O falar em público, pode tornar-se um grande
sofrimento tanto emocional como físico, pois está
relacionado ao medo humano de não ser aceito e não
ser respeitado. Para seres sociais como nós, a
aceitação e o respeito do outro interferem
diretamente no desenvolvimento do nosso senso de
existência, daí ser um assunto tão amplo e
complexo.
O falar em público é para algumas pessoas, uma
situação tão ameaçadora que o corpo lança mão de
todas as alternativas possíveis para proteger-se.
São comuns os relatos de sensação de tremor,
taquicardia, sudorese, dores estomacais, dores de
cabeça entre outros sintomas físicos. Lembro-me de
uma cena que um cliente me trouxe, referindo-se à
sua experiência traumática de falar em público...

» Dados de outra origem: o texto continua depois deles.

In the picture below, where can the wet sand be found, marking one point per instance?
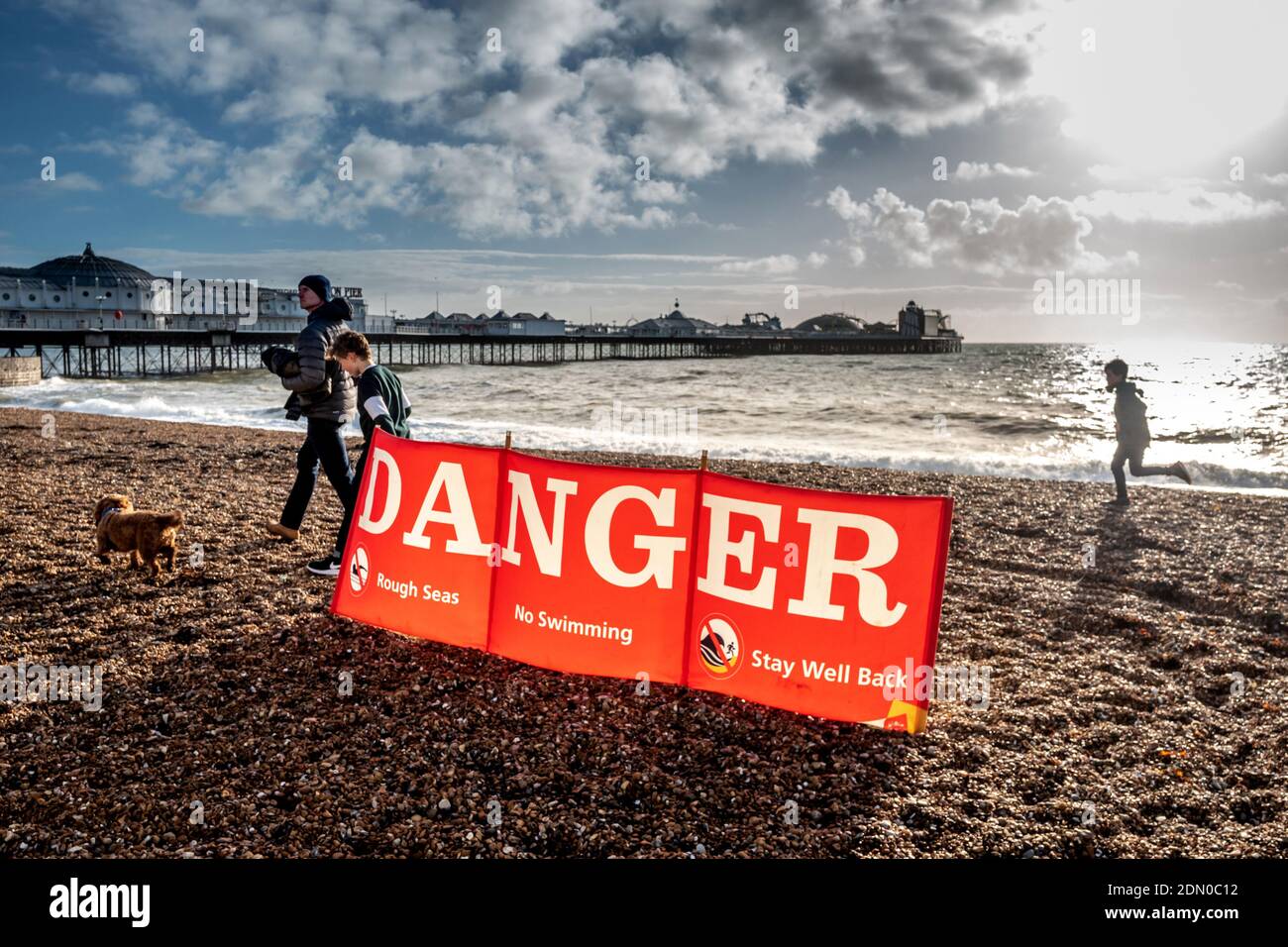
(1136, 706)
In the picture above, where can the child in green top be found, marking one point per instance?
(381, 403)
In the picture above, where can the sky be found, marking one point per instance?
(599, 158)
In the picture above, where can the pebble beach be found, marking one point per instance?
(1136, 706)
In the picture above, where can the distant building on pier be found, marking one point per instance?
(91, 291)
(498, 324)
(673, 324)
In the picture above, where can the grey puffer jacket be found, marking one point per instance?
(322, 388)
(1129, 415)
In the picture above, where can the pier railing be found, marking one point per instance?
(125, 352)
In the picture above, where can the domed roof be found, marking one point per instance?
(89, 265)
(831, 322)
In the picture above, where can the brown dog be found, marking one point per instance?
(143, 534)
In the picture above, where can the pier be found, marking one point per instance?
(143, 354)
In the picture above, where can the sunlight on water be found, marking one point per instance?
(1009, 410)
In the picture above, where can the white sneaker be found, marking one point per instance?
(327, 566)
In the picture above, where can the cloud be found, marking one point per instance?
(557, 118)
(768, 265)
(970, 170)
(982, 236)
(1189, 204)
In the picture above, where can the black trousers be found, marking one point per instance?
(1133, 457)
(323, 446)
(342, 538)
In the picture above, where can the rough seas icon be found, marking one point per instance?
(720, 647)
(360, 567)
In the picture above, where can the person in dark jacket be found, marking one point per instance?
(1132, 431)
(323, 394)
(381, 403)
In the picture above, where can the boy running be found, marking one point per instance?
(1132, 431)
(381, 403)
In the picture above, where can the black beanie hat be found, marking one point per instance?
(320, 285)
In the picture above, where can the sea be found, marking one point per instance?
(1009, 410)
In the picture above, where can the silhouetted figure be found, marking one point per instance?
(1132, 431)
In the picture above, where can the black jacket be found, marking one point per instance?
(1129, 414)
(322, 388)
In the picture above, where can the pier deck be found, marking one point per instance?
(119, 354)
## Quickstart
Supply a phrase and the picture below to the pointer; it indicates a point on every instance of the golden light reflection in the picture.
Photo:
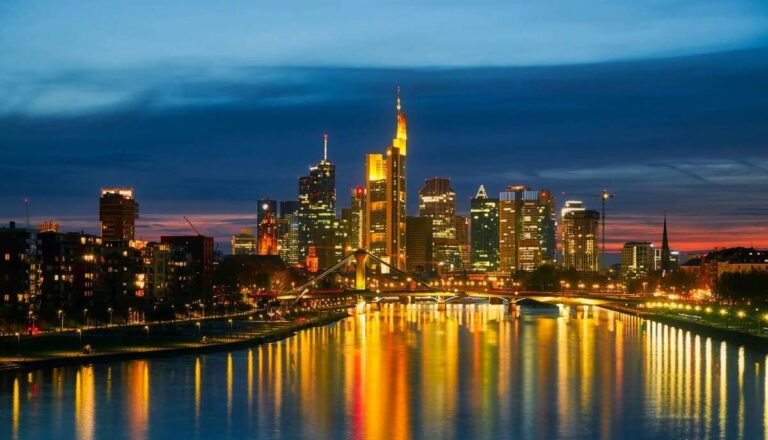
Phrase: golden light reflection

“Senti-me como uma lebre preste a ser atacada
por aquele bando de leões!... Só no que conseguia
pensar era em como eram eternos aqueles minutos...
Não conseguia lembrar-me de uma linha do trabalho
que preparei durante dias para apresentar!...
Neste exemplo, o medo perdeu sua função natural de
proteger a pessoa e a paralisou, bloqueando o
acesso a seu arsenal de conhecimento que traria
com ele toda a segurança e tranqüilidade
necessárias para executar a tarefa que se propôs.
Todas as possibilidades de usar seus recursos
próprios para sair daquela situação desapareceram,
como se o indivíduo perdesse durante aquela fração
de segundos sua identidade.
O conhecimento que “colecionamos” durante nossa
vida, nos define e com isso nos norteia em nossas
escolhas e atitudes. O conhecimento que temos de
nosso íntimo, de nossos desejos, gostos,
características, potenciais e limitações é o que
nos dá a sensação de força ou de fragilidade
perante os desafios que surgem na vida.
A segurança é um sentimento construído a partir
deste tipo de conhecimento pessoal, e a
insegurança é construída por nossos mitos, nossas
verdades inquestionáveis e principalmente nossos
medos. Em situações de stress, alguns indivíduos
geralmente perdem esse link interno, essa bússola
pessoal, perdendo os próprios parâmetros. Nesse
momento os medos e as fantasias tomam conta
trazendo um espaço onde o outro (ou os outros)
sempre ocupa um papel de perseguidor forte,
destemido, feroz e principalmente cruel.
Outro ponto importante na dificuldade de falar em
público, além da insegurança interna, é a busca
por um modelo construído por nossas idealizações e
fantasias do perfeito, imaginário e que não é
real. A ilusão é necessária para o desenvolvimento
emocional pois precisamos do sentimento de
segurança que ela proporciona, a realidade é
necessária, pois precisamos da objetividade que
ela nos traz, nos dando a sensação de existir
concretamente, sermos vistos, olhados amados, e
aceitos, traz consigo a certeza de existirmos. A
maturidade emocional conta com esses dois pontos
de apoio, pois da área da ilusão nascem a fantasia
e a esperança que auxiliam e aconchegam e da área
de realidade nasce o mundo objetivo que dá
segurança e concretude.
São inúmeras as situações onde o medo atua desta
forma; o conhecido “branco” que aparece em
situações de testes ou avaliações das mais
diversos é o mais comumente relatado entre esses
sintomas. O medo da exposição está ligado ao medo
da avaliação negativa, da reprovação e
principalmente do ridículo.
Todos esses medos fragilizam a coragem e a
autodeterminação, travando os conhecimentos que o
indivíduo possui sobre si mesmo, seus valores e
suas competências, tornando-os inacessíveis.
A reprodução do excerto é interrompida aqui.